People who smoked marijuana generally reported less dedication to work, according to a study

According to a real shocker from the world of bona fide science, smoking marijuana is tied to less motivation at the office.

 

The author of the study said it can’t prove whether that’s due to the drug’s effects, the social environment in which it’s used or whether pot smokers are just more likely to be laid-back from the get-go.

 

Though researcher Christer Hyggen suspects pot is the culprit, another possible explanation is that people who aren’t so happy with their work situation or motivated on the job are more likely turn to drugs.

 

‘There’s a popular belief that people who smoke cannabis are slackers and that they don’t want to work,’ Hyggen, from the Oslo-based social research institute NOVA, told Reuters Health.

 

To see how well that perception held up, he analyzed data from a 25-year-long study of close to 1,500 Norwegians.
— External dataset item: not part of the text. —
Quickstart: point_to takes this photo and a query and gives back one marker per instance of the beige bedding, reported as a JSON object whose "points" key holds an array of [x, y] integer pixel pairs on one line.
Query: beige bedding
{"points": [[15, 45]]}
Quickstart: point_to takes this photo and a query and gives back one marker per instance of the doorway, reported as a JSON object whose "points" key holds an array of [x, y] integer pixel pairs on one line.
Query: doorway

Starting in 1987, when they were in their late teens and early 20s, participants filled out surveys that included questions on their recent pot use on five different occasions, into their 40s.

 

They also rated their attitudes on statements that reflected work commitment, such as ‘It is very important for me to have a job’ and ‘I feel restless when I have no work to do,’ ranked on a scale of one to five, with five reflecting the most commitment.

 

People who reported smoking in the past year generally reported less dedication to work than abstainers, according to findings published in the journal Addiction.

 

The pattern held after Hyggen took into account their mental health, satisfaction with their work environment, their economic background and how much alcohol they drank.

 

He also found that those who only reported recent smoking on one survey – the ‘experimenters’ — tended to be as committed as abstainers as they got older. That wasn’t the case for participants who repeatedly acknowledged marijuana use: their work commitment continued to decline into adulthood, and remained significantly below that of never-smokers.

 

By the last survey, in 2010, the 63 repeat users had an average score of 3.9 on questions of work commitment. That compared to scores between 4.2 and 4.3 in participants who had only experimented with marijuana or never tried it, including those who said their friends used the drug but they didn’t.

 

The findings suggested that over time, ‘people who quit smoking cannabis increase their work commitment, and people who take up smoking cannabis reduce their work commitment,’ Hyggen said.

 

While his results can’t prove a cause-and-effect relationship, ‘we were able to at least close in on this association.’

 

Such a link fits logically, according to another researcher not involved in the study.

 

‘For adolescents who are engaged in marijuana use and substance use, to the extent that that decreases or limits the academic achievement they would have achieved otherwise, that would limit their employment opportunities,’ said Kimberly Henry, from Colorado State University in Fort Collins, who has studied marijuana and truancy in adolescents.

 

Still, she told Reuters Health, ‘I think like many of these kinds of behaviors, there is kind of a spiral cycle where one reinforces the other.’

 

Hyggen said that it’s not a bad idea to stay away from drugs including marijuana.

 

‘At the same time I don’t think we should be overly afraid of people experimenting with drugs in youth,’ he said, as young people with that type of marijuana use didn’t end up with a diminished work ethic as adults.

 

Henry agreed that heavier marijuana use is what’s worrisome when it comes to school and work performance.

 

‘This idea that makes sense from theory and just conventional wisdom is that it’s the higher-level use that’s probably causing the most problems,’ she said.